Is this situation explainable by variance, numerical errors or other factors? Is there any errors in my approach to the problem?

1

There are 1 best solutions below

0
On BEST ANSWER

You asked if there is any thing wrong with your approach and there is not. The CLT approximation is after all an approximation and will therefore not give you an exact answer, but an approximate answer. I would say that an error of $|0.24 - 0.2178| = 0.0222$ is not optimal but acceptable.

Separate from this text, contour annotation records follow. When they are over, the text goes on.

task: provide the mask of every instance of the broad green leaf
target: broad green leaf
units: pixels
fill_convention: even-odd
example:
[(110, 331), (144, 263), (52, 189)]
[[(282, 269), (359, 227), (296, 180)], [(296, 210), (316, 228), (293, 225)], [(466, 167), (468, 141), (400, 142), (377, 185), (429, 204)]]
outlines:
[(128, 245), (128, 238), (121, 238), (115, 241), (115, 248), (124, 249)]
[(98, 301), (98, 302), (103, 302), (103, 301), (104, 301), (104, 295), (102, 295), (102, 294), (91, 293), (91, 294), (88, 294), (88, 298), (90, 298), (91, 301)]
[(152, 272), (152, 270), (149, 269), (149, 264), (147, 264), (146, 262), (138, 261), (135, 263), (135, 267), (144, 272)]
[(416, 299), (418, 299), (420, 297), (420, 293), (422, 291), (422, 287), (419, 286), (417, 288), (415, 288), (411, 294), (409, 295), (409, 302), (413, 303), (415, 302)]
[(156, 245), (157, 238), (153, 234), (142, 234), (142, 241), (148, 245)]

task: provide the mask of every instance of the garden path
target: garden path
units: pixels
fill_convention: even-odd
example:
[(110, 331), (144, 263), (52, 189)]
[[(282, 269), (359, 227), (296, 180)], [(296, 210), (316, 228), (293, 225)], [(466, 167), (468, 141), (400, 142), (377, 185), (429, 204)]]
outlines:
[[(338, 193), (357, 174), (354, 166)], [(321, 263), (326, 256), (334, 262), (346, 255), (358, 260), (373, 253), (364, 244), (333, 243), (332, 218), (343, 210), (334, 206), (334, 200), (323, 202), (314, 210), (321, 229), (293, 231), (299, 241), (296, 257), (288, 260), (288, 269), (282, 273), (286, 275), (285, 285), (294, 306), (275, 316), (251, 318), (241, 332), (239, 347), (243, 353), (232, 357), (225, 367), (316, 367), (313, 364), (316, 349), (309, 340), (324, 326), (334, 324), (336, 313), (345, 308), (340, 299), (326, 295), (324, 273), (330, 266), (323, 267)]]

But is there any way we can improve the approximation (without doing exhaustive calculations)? Well one source of error is that we are approximating a discrete distribution with a continuous distribution, so perhaps we can apply some sort of "continuity correction" (https://en.wikipedia.org/wiki/Continuity_correction). The key observation is that, since $B-A$ is discrete and can only take integer values, we have that $$P(B-A > 0) = P(B-A \geq 1) = P(B-A \geq \frac{1}{2})$$ Again using a CLT approximation we get $$P(B-A > 0) = P(B-A \geq \frac{1}{2}) = P(\frac{B-A + 5}{\sqrt{24.96 + 24.91}} \geq \frac{5.5}{7.06}) \approx P(Z \geq 0.779) = 0.218$$ which is much closer to the result achieved by your simulation.